# Judge Config

Oumi allows users to define their judge configurations through a `YAML` file, providing a flexible, human-readable, and easily customizable format for setting up LLM-based evaluations. By using `YAML`, users can effortlessly configure judge prompts, response formats, output types, and the underlying inference models. This approach not only streamlines the process of configuring evaluations but also ensures that configurations are easily versioned, shared, and reproduced across different environments and teams.

## Configuration Options

The configuration `YAML` file is loaded into the {py:class}`~oumi.core.configs.judge_config.JudgeConfig` class, and consists of `judge_params` ({py:class}`~oumi.core.configs.params.judge_params.JudgeParams`) and `inference_config` ({py:class}`~oumi.core.configs.inference_config.InferenceConfig`). The judge parameters define the evaluation criteria, prompts, and output format, while the inference configuration specifies the underlying judge model and generation parameters used for the judge's reasoning.

### Judge Parameters

#### Prompt Template
`prompt_template` *(required)*: This is a text prompt that defines the judge's behavior.

To be clear and effective, it should should include the following:
- Role Declaration: Clearly state that the model is acting as a judge and explain what it is evaluating.
- Inputs: List and explain the inputs the judge will receive (e.g., request, response, ground_truth).
- Evaluation Criteria: Specify the exact dimensions to judge.
- Data: Insert placeholders (e.g. `{request}`, `{response}`) for all the inputs listed above, so that they can be replaced at runtime with each example's actual inputs.
- Expected Output: Describe the expected output type.
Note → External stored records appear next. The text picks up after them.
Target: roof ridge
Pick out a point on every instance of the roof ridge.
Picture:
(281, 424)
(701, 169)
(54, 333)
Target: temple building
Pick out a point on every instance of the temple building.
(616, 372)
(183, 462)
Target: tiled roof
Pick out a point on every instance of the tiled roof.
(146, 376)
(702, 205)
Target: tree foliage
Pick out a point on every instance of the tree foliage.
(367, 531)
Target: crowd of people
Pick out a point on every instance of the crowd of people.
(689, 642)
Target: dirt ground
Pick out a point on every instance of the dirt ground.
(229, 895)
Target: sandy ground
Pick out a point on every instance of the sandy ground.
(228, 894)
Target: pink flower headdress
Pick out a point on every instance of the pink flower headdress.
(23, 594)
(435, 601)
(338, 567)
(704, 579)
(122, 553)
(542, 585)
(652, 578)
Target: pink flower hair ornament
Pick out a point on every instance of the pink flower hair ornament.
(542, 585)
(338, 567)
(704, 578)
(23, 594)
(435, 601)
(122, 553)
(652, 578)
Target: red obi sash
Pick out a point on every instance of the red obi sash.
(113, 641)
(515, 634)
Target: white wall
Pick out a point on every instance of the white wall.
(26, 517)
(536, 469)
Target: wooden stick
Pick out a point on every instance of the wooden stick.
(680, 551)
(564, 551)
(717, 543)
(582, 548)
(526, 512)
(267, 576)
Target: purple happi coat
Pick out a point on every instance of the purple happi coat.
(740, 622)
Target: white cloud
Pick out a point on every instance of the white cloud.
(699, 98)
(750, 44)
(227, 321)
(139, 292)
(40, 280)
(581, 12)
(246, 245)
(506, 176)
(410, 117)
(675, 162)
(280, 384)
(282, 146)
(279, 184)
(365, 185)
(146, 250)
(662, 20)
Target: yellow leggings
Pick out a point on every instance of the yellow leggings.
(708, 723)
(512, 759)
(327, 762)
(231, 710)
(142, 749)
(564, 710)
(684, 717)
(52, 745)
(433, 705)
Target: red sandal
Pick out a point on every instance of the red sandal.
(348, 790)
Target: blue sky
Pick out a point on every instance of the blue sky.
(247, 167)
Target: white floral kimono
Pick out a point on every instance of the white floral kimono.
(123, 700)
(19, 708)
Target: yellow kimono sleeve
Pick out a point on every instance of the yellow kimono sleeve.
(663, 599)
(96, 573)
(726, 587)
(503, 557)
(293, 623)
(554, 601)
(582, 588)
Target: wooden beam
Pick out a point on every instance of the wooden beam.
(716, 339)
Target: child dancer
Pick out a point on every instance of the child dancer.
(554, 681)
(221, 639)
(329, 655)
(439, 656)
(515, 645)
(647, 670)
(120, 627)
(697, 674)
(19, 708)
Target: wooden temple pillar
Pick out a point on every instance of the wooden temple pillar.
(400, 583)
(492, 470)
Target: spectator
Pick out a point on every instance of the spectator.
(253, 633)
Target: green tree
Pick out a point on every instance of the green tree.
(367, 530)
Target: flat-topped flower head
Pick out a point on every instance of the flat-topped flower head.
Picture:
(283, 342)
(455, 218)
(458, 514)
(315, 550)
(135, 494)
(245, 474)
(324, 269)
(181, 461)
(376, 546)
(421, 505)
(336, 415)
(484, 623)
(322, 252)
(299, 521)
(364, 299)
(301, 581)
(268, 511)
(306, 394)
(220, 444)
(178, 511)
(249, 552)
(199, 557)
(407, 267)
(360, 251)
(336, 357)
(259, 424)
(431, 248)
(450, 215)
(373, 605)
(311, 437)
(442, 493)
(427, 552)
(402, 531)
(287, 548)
This must be consistent with the `judgment_type` below.

#### System Instruction
`system_instruction` *(optional)*: System message to guide the judge's behavior and evaluation criteria. It is a common practice to break down the judge prompt into two messages: A system instruction message (role: `system`), and a user prompt message (role: `user`). If we use a `system` role, then the `prompt_template` (described above) should only include information related to the particular example (i.e., the "Data"), while the `system_instruction` should include all the remaining fields that describe the judge's behavior, inputs, and output. See example in the [next section](/user_guides/judge/judge_config.md#configuration-example).


#### Template Variables
`template_variables` *(optional)*: Dictionary of variables to replace in `prompt_template` and `system_instruction`, before processing input data. In addition to the placeholders that will be replaced by each example, the user can also leverage this dict to define additional placeholders that will be statically replaced when loading the YAML file. This is useful for defining versatile judges that can be re-used with slight variations. For example, our {gh}`format compliance <configs/projects/judges/generic/format_compliance.yaml>` judge can be used to validate JSON, XML, HTML, etc outputs, just by updating the `response_format` template variable.

#### Response Format
`response_format`: How the judge should structure its output.

Options:
- `XML`: Structured XML with tagged fields (e.g., `<judgment>Yes</judgment>`)
- `JSON`: JSON object with named fields (e.g., `{"judgment": "Yes"}`)
- `RAW`: Plain text response

#### Judgment Types
`judgment_type`: The expected type of the judge's primary output.

Options:
- `BOOL`: Boolean judgments (True/False, Yes/No)
- `INT`: Integer scores (e.g., 1-5 ratings)
- `FLOAT`: Floating-point values (e.g., 0.0-1.0 scores)
- `TEXT`: Free-form textual judgments
- `ENUM`: Categorical selections from predefined options

#### Judgment Scores
`judgment_scores` *(optional)*: For `ENUM` types, these scores enable mapping from category names to numeric scores.
Example: `{"excellent": 1.0, "good": 0.7, "poor": 0.3}`

#### Explanation
`include_explanation` *(default: false)*: Whether to include explanations alongside judgments.

#### Few-Shot Examples
`examples` *(optional)*: List of example evaluations to guide the judge.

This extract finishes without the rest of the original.